Whistleblower Chaofan, known for the Claude code leak incident, has recently spoken out again, co-publishing a groundbreaking paper titled "Your Agent Is Mine," which for the first time systematically reveals that third-party LLM routers (commonly known as "relay stations") have become the most critical man-in-the-middle attack points in the AI Agent field. This discovery has instantly alerted countless developers who rely on OpenRouter, LiteLLM, or various low-cost relay services: your Agent may have already been completely controlled without your knowledge.
Core Principle: Router as Application Layer MITM
Modern AI Agents almost entirely rely on third-party routers to forward requests. These routers have full plaintext access to every JSON message, including tool call parameters, API Keys, and private keys. Attackers can deploy a malicious Router to achieve two covert attacks:
Payload Injection (AC-1): After the upstream model returns results, it secretly modifies tool call parameters (such as directing a curl URL to an attacker's server), thus achieving arbitrary code execution (RCE), persistent backdoor implantation, and even long-term infiltration through typosquatting.
Secret Exfiltration (AC-2): Passively scanning traffic to instantly steal high-value information such as sk-, AWS credentials, and ETH private keys, all without any noticeable signs.
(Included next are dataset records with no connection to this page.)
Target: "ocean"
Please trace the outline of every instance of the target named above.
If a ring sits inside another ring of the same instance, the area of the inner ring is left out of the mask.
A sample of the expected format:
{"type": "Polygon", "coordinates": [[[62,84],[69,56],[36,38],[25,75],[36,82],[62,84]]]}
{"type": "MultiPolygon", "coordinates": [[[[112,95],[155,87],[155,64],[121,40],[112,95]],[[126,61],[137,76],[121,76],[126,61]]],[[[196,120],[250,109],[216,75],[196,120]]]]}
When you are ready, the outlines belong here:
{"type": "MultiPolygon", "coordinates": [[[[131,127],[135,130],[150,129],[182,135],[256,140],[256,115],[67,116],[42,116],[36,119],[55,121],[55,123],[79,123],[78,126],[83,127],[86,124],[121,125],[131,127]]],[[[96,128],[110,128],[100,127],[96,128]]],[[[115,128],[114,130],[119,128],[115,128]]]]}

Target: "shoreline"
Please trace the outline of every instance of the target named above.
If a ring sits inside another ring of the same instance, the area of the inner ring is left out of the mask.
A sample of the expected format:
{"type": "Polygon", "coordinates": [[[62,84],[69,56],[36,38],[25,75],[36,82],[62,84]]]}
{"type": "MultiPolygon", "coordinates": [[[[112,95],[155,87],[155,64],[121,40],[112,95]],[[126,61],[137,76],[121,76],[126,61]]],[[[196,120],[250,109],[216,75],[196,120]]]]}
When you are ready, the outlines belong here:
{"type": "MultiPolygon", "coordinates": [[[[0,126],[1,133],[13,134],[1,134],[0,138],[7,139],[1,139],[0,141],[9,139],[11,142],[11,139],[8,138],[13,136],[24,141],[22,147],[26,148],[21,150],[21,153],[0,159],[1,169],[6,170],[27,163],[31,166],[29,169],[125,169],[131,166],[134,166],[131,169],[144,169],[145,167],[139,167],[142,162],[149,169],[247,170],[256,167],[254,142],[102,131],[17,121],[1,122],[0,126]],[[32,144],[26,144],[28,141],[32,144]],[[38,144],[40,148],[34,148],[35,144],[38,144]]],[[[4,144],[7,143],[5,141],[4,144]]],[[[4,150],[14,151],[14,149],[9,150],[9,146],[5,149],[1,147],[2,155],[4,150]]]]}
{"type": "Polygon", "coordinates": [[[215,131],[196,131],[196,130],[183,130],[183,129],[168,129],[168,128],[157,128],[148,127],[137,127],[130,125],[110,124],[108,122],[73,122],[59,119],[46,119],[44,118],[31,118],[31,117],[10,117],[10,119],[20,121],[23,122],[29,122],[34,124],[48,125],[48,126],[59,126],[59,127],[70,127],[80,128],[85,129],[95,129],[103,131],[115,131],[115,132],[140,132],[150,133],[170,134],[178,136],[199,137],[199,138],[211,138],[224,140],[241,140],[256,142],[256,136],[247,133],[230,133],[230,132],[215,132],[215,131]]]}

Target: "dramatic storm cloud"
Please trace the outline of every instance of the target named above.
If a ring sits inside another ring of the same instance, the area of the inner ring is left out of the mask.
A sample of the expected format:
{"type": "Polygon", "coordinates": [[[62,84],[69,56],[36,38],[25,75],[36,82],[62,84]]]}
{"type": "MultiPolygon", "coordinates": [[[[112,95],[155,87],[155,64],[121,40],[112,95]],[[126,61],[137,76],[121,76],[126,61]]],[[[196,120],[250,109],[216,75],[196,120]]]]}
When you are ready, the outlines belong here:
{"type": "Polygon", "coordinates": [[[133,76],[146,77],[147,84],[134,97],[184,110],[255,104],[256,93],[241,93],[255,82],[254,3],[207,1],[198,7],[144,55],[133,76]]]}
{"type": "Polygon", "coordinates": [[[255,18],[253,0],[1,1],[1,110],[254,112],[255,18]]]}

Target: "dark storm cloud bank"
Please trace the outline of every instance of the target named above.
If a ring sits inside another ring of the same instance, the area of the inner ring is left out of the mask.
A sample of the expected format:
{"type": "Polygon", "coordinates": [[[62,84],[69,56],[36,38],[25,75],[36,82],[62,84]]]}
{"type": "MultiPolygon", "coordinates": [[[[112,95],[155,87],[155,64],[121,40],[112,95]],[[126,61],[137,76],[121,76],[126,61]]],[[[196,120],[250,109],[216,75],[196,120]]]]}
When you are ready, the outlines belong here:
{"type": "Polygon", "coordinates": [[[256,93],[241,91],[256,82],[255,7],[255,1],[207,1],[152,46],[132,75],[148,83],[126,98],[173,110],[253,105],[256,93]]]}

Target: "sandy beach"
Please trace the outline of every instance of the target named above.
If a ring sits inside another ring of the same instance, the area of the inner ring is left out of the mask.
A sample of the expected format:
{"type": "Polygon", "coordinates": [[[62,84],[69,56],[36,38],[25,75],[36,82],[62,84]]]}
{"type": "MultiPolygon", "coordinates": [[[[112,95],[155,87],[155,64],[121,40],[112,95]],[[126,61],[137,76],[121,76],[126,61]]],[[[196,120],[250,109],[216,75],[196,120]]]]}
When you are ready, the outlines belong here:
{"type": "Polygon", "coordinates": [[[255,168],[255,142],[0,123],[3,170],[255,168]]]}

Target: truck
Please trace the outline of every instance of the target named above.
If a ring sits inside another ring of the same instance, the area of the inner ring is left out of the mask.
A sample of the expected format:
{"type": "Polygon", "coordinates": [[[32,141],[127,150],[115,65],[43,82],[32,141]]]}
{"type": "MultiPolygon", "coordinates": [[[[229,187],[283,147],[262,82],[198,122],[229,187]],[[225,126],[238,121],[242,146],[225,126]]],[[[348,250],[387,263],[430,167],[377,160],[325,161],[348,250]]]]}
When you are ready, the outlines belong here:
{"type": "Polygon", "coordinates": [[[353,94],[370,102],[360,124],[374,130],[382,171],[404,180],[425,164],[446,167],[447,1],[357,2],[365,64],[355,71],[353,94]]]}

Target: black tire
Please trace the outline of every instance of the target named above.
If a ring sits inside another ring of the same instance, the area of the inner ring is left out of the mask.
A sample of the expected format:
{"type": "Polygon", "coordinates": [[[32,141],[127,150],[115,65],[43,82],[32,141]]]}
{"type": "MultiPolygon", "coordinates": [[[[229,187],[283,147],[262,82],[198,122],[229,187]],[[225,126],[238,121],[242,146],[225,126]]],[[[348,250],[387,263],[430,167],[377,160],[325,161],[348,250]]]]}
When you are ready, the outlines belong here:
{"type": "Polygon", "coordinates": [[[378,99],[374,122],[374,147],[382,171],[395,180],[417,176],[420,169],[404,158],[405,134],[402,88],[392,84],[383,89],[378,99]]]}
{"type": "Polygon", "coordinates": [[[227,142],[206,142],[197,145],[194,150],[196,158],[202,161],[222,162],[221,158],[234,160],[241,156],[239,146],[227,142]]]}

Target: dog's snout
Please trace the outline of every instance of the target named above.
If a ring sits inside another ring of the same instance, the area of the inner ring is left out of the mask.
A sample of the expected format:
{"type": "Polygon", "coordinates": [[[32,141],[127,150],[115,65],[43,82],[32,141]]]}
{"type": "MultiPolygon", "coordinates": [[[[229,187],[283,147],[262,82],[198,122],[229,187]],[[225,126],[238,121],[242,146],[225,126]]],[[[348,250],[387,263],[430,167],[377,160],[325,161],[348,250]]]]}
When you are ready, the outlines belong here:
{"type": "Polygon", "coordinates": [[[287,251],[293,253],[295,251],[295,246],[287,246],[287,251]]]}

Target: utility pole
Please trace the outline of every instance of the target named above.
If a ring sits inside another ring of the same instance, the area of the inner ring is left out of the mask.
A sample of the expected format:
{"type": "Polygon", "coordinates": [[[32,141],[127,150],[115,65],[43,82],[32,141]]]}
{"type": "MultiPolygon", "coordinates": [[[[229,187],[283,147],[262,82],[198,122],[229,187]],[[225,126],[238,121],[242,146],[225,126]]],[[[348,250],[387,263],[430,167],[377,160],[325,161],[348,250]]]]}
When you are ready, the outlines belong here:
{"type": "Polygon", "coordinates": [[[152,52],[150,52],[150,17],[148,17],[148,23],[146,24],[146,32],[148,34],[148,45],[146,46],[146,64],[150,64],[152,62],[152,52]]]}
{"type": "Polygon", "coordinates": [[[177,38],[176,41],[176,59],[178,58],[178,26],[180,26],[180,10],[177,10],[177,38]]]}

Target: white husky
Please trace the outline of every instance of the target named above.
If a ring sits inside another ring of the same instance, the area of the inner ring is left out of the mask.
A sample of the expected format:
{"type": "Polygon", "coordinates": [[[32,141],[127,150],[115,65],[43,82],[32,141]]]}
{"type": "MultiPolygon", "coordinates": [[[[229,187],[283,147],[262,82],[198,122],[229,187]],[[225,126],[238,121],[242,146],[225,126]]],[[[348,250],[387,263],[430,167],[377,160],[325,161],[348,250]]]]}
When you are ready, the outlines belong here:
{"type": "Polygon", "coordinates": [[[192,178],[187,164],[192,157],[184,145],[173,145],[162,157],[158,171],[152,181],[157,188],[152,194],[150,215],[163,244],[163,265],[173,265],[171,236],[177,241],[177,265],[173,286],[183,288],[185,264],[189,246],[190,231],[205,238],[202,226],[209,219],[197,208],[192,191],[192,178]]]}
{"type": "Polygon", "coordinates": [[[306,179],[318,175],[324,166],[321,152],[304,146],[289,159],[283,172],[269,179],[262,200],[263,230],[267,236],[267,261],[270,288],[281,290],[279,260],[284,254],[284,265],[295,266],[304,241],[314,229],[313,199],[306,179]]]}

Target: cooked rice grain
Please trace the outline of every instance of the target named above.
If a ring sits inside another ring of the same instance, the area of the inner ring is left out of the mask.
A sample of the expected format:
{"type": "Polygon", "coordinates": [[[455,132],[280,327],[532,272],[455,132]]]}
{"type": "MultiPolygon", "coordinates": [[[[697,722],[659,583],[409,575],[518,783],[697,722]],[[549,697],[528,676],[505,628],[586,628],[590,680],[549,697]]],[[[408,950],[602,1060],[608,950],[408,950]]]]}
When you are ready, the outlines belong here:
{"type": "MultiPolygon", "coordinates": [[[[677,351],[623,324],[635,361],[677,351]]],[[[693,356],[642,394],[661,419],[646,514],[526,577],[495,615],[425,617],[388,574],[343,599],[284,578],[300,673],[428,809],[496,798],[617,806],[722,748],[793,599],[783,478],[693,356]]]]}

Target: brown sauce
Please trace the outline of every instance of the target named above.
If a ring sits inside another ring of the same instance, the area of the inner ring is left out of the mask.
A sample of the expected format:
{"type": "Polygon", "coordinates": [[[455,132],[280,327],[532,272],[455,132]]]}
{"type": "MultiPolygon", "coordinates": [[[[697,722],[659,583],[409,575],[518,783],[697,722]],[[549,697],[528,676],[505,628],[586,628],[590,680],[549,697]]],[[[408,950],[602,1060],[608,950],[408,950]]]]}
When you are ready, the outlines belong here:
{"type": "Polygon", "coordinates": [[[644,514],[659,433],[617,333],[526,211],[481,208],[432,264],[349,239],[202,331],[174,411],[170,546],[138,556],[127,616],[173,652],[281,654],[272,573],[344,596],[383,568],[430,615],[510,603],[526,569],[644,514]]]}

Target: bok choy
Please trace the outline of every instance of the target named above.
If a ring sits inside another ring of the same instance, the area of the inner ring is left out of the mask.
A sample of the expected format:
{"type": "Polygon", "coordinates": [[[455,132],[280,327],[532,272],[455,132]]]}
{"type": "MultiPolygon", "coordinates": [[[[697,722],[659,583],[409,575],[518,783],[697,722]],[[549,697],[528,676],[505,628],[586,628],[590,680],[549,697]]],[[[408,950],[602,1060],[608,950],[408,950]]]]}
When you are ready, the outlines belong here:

The attack supports condition-triggered mechanisms (such as when the number of requests exceeds 50 or enters "YOLO" mode), making it extremely隐蔽, difficult for ordinary users and developers to detect.
Test Data is Shocking
The research team conducted comprehensive testing on 28 paid routers and 400 free routers, with startling results:
9 routers had actively injected malicious code;
1 router directly drained the researcher's ETH wallet, resulting in a loss of up to $5 million;
A total of over 2.1 billion token traffic was processed;
99 real credentials were exposed;
401 Agent sessions were in complete autonomous "YOLO" mode, with security risks completely out of control.
Industry Warning: Relay Stations Are the Biggest Blind Spot
AIbase believes that the significance of this paper lies in bringing "router security" to the forefront of AI Agent security for the first time. In the past, developers focused more on the security of the model itself, prompt injection, or tool permissions, while overlooking the "necessary path" of routing. When routers become application layer MITM, all the powerful capabilities of upstream models could be instantly exploited by attackers.
Whether individual developers or enterprise-level Agent systems, anyone using third-party relay services may face dual threats from Payload Injection and Secret Exfiltration. The paper also points out that the lack of regulation in low-cost, free, and even some paid relay stations further amplifies the risks.
Immediate Actions for Developers
Give priority to using official direct API connections, avoiding unnecessary relays;
Conduct strict code audits and sandbox isolation for self-hosted routers;
Enable end-to-end encryption and request signature verification;
Regularly rotate API Keys and monitor abnormal tool call behaviors.